Effect of Tempering Mode on the Microstructure and Mechanical Properties of a Lean Alloy Martensitic Steel: Conventional Reheating Versus Induction Reheating

The present study elucidates the effect of the reheating rate and tempering temperature on the type, size, and distribution of carbides/cementite formed within martensite (M)/lower bainite (LB) during the tempering of a high-strength low-alloy (HSLA) steel. A comparison is made between conventional reheating and induction reheating. All the experimental samples were quenched from the austenitization temperature of 920 °C for 30 min. An ultra-high yield strength of 1180 MPa and a good toughness of 94 J at 0 °C were obtained after tempering at 400 °C for 15 min by induction reheating (~ 100 °C/s), while in the case of conventional reheating (~ 2 °C/s) and tempering at 400 °C for 15 min, the steel had a high strength of 1159 MPa, but a poor toughness of 47 J at 0 °C. After induction reheating to 500 °C and tempering for 15 min, a higher toughness was obtained (91 J at 0 °C), but the strength was decreased to 967 MPa.
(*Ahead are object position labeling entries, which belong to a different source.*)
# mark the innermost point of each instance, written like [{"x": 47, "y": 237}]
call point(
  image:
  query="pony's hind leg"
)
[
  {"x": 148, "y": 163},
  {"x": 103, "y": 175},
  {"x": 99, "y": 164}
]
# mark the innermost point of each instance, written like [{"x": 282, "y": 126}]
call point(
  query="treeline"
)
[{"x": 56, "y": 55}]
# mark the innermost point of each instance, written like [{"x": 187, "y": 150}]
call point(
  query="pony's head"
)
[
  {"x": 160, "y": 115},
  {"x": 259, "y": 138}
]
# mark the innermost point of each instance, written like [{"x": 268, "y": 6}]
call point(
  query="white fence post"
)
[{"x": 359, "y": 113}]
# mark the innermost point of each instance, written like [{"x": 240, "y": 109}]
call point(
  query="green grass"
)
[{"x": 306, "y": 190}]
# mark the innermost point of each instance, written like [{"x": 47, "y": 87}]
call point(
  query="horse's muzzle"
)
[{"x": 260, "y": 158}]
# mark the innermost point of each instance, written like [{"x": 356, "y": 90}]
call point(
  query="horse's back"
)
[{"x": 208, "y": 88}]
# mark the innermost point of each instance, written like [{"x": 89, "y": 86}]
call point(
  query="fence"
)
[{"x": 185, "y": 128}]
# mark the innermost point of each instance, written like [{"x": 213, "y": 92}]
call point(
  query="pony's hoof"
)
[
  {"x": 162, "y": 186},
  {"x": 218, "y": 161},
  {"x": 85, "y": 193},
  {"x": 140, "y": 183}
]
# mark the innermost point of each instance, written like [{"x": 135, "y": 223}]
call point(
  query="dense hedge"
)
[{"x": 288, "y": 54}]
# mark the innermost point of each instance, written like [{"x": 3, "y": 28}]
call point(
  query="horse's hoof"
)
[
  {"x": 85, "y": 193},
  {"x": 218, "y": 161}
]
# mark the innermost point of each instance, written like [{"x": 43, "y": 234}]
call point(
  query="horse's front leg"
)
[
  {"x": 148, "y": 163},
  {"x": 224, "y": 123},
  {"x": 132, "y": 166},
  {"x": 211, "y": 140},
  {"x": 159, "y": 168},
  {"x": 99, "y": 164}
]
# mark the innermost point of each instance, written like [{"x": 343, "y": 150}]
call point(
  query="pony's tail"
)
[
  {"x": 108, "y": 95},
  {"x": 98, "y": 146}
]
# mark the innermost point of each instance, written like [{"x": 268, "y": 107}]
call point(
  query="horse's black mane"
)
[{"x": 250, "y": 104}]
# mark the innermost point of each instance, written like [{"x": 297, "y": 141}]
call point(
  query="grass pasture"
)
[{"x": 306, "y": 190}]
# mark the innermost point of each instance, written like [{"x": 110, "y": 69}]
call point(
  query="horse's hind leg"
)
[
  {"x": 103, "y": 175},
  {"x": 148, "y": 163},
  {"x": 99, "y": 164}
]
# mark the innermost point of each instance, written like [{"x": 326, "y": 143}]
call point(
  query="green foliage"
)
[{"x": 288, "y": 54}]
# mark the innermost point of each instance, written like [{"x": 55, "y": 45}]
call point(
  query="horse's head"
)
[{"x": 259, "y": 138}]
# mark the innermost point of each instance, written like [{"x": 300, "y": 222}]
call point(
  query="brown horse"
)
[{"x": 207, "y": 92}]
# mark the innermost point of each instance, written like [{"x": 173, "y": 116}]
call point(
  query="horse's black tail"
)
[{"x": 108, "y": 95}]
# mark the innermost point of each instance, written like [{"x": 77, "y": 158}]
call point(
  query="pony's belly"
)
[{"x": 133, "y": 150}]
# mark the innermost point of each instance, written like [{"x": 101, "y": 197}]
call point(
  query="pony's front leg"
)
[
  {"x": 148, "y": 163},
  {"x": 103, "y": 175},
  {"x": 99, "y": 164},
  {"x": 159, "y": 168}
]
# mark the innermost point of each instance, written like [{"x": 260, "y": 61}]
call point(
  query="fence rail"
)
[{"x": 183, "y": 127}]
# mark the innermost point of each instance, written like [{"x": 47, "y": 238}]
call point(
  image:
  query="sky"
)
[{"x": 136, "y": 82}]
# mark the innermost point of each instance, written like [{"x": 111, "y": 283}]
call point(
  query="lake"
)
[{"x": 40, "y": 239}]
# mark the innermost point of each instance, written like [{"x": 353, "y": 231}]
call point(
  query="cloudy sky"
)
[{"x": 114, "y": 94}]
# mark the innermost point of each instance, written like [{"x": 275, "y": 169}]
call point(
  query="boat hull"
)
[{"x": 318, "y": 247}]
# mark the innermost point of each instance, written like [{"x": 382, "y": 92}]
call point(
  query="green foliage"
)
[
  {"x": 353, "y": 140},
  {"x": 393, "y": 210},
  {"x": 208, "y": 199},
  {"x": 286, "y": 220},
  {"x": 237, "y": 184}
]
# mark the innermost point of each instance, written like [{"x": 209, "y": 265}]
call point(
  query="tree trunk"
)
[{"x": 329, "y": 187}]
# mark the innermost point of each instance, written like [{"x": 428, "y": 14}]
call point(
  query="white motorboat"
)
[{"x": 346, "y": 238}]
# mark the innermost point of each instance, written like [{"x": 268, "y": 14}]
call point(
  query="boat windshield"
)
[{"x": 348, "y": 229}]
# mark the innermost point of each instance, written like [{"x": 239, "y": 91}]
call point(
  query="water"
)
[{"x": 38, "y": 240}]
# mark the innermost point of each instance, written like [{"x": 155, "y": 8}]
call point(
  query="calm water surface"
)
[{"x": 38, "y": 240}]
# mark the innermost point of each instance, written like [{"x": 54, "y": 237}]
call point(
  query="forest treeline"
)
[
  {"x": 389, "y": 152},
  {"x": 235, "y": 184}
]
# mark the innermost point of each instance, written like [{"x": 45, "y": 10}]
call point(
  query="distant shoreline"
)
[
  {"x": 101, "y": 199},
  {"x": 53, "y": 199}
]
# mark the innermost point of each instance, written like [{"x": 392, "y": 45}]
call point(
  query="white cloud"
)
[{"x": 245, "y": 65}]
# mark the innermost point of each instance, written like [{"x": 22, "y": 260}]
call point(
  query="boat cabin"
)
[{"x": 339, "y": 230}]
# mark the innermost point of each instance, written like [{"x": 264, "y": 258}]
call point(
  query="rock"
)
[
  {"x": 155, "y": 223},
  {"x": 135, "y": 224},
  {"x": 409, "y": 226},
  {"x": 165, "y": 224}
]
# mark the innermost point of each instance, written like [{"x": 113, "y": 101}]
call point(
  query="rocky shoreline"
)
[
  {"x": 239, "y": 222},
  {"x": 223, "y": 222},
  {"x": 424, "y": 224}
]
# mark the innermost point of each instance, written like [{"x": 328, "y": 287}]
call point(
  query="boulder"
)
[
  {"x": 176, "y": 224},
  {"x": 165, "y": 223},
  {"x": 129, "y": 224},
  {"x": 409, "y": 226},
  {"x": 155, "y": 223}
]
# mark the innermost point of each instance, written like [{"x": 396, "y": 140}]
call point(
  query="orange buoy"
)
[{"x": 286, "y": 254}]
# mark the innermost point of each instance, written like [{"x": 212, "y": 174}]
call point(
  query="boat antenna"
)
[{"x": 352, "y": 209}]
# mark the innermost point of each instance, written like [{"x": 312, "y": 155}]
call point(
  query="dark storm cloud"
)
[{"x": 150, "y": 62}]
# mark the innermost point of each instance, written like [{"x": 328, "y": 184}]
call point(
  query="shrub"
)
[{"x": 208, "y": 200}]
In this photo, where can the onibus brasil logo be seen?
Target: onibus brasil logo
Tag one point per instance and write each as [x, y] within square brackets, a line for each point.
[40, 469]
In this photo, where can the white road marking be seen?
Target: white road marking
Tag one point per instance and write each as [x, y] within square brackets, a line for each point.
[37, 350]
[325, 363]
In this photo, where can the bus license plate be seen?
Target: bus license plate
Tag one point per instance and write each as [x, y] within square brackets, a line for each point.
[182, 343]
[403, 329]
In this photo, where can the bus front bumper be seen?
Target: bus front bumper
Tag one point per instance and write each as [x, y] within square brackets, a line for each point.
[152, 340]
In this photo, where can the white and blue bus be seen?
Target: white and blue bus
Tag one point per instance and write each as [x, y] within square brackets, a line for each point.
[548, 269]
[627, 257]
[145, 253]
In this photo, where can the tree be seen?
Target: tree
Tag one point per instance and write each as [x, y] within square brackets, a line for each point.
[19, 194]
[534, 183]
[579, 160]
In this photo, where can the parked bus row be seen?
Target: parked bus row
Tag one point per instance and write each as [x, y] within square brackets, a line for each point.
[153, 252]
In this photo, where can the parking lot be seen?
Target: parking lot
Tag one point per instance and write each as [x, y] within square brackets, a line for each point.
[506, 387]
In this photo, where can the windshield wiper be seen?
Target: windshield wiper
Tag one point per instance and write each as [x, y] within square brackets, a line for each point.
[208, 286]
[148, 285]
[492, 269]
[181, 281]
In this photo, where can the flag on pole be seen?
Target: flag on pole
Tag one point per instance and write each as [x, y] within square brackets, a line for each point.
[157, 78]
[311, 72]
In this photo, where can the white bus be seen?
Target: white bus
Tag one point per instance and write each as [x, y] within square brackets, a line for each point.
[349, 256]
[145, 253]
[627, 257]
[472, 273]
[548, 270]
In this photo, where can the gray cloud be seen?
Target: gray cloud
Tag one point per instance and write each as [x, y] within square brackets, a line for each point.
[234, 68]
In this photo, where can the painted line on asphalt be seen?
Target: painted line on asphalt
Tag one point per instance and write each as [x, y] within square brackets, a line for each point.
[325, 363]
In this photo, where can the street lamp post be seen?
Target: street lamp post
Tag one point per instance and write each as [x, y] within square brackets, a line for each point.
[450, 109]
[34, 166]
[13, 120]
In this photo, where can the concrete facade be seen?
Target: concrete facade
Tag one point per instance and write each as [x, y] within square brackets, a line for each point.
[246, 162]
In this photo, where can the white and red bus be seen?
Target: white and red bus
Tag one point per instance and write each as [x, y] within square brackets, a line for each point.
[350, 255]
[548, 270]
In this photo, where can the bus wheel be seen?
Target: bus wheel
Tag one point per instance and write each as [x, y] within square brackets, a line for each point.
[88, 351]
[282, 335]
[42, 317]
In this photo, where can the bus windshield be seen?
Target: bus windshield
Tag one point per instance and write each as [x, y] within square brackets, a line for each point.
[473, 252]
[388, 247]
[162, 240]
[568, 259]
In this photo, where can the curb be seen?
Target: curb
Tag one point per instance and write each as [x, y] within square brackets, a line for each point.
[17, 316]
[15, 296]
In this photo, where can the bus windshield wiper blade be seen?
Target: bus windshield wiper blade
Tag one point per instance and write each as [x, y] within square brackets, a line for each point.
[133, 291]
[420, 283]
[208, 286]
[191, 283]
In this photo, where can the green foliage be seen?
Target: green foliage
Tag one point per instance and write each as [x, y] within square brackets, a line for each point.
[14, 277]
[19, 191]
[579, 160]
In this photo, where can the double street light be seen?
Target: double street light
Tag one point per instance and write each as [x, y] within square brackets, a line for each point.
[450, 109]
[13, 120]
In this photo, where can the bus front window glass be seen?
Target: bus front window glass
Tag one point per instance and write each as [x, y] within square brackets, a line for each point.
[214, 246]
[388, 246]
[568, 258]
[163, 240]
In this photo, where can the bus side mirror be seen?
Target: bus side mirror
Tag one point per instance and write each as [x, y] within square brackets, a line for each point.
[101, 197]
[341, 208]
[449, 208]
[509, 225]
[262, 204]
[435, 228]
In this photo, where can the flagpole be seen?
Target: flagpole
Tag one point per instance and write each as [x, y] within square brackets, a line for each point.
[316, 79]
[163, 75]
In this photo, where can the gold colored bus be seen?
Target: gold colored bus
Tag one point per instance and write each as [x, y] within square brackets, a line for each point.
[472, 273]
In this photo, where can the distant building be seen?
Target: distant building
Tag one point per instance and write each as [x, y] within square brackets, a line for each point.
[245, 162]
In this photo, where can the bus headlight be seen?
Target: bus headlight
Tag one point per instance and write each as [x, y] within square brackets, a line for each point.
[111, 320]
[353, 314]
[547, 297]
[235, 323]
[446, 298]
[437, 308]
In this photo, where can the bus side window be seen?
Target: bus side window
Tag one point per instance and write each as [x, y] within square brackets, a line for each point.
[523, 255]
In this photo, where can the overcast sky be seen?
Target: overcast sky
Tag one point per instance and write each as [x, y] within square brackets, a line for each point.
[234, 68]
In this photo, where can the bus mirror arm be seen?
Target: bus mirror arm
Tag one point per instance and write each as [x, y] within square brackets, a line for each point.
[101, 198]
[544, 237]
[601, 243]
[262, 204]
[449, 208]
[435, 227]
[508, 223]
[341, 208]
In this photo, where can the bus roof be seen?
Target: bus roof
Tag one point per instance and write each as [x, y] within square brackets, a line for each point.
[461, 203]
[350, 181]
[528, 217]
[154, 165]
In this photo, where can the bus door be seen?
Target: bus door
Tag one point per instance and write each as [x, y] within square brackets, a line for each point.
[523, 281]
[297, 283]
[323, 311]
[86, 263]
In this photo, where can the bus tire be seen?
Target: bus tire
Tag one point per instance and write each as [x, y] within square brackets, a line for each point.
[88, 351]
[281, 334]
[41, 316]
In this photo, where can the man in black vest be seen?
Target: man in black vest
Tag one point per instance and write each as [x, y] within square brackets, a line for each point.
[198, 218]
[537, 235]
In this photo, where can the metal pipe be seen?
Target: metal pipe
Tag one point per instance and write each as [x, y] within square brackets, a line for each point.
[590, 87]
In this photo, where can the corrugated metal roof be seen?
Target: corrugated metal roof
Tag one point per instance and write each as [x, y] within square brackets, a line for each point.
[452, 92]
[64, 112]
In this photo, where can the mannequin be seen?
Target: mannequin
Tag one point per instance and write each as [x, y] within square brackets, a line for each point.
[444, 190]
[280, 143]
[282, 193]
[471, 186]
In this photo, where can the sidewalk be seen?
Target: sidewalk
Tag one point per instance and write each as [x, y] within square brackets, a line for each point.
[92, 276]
Microstructural characterization revealed that fine needle-like carbides (e-Fe2.4C) were obtained by induction reheating to 400 °C and tempering for 15 min. However, samples tempered at 400 °C by conventional reheating and 500 °C by induction reheating both precipitated coarse θ-Fe3C. In the former, θ-Fe3C precipitated at locations that were previously austenite grain boundaries and led to tempered martensite embrittlement (TME). In the latter, Ostwald ripening occurred, and the precipitates could not maintain high strength. The excellent mechanical properties of induction reheated steel (400 °C, 15 min) are attributed to the following aspects: (a) The selection of appropriate tempering temperature did not lead to decarburization and ensured high strength, and (b) a high reheating rate promoted carbide dispersion and avoided TME in steel.